A. Morrow's Age Discrimination Claim
Donahoe argues that Morrow did not exhaust her administrative remedies as to her age discrimination claim because the only claims before the EEOC were claims for unlawful retaliation. Although hard to decipher, Morrow's response to Donahoe's Motion focuses on her proof as related to retaliation. Moreover, the EEOC decision attached to Morrow's Amended Complaint shows that the only claims before the EEOC were retaliation claims. Because Morrow did not bring a separate age discrimination claim before the EEOC and has not responded to this argument in her response, the Court grants Donahoe's Motion for Summary Judgment against Morrow as to her age discrimination claim. McKenzie v. Ill. Dep't of Transp., 92 F.3d 473, 481 (7th Cir. 1996).

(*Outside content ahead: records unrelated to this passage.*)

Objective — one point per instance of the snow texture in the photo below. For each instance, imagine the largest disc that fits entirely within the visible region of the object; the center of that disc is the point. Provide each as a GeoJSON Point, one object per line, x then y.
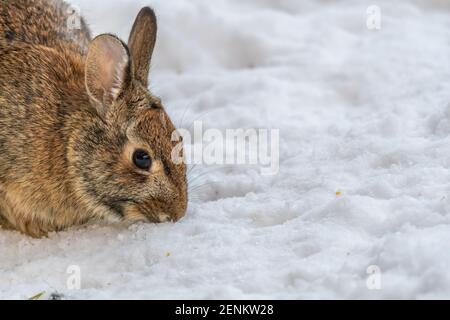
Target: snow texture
{"type": "Point", "coordinates": [364, 119]}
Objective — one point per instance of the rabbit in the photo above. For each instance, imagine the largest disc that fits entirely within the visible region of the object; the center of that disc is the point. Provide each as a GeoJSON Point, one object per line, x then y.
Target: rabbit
{"type": "Point", "coordinates": [81, 137]}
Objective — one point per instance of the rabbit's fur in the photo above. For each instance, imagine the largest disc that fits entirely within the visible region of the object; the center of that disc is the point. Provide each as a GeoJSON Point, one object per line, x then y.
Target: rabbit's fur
{"type": "Point", "coordinates": [72, 113]}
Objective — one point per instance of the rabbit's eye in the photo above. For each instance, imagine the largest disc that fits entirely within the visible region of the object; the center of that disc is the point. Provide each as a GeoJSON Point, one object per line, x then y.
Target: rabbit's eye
{"type": "Point", "coordinates": [142, 160]}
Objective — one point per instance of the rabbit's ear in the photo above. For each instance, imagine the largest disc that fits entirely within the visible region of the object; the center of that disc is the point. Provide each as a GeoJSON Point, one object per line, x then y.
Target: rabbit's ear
{"type": "Point", "coordinates": [142, 42]}
{"type": "Point", "coordinates": [107, 70]}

B. Morrow's Retaliation Claims
Donahoe argues that Morrow's retaliation claims fail for several reasons. The Court need not address all of the reasons, however, because it is clear that none of the actions the USPS took against Morrow constitute materially adverse actions. Under both the direct and indirect method of establishing retaliation, a plaintiff must establish that she suffered a materially adverse action at the hands of her employer. See, Cloe v. City of Indianapolis, 712 F.3d 1171, 1180 (7th Cir. 2013) (direct method); Bellino v. Peters, 530 F.3d 543, 551 (7th Cir. 2008) (indirect method). For retaliation claims, a materially adverse action is one that would likely deter a reasonable employee from complaining of discrimination. Nair v. Nicholson, 464 F.3d 766, 768-69 (7th Cir. 2006).
An adverse action is more than something that makes an employee unhappy. Nagle v. Vill. of Calumet Park, 554 F.3d 1106, 1116 (7th Cir. 2009). Instead, as a general rule, there are three categories of adverse actions:
(1) cases in which the employee's compensation, fringe benefits, or other financial terms of employment are diminished, including termination; (2) cases in which a nominally lateral transfer with no change in financial terms significantly reduces the employee's career prospects by preventing her from using her skills and experience, so that the skills are likely to atrophy and her career is likely to be stunted; and (3) cases in which the employee is not moved to a different job or the skill requirements of her present job altered, but the conditions in which she works are
changed in a way that subjects her to a humiliating, degrading, unsafe, unhealthful, or otherwise significantly negative alteration in her workplace environment.Id. In her response to Donahoe's Motion, Morrow appears to rely entirely upon the third category, arguing that she was subjected to severe harassment because she "spoke out" against her employer and filed various EEOC complaints. (Pl.'s Opp. Mem., ECF No. 38 at 7). But none of the actions that Morrow complains of rises to the level of harassing, humiliating, or degrading.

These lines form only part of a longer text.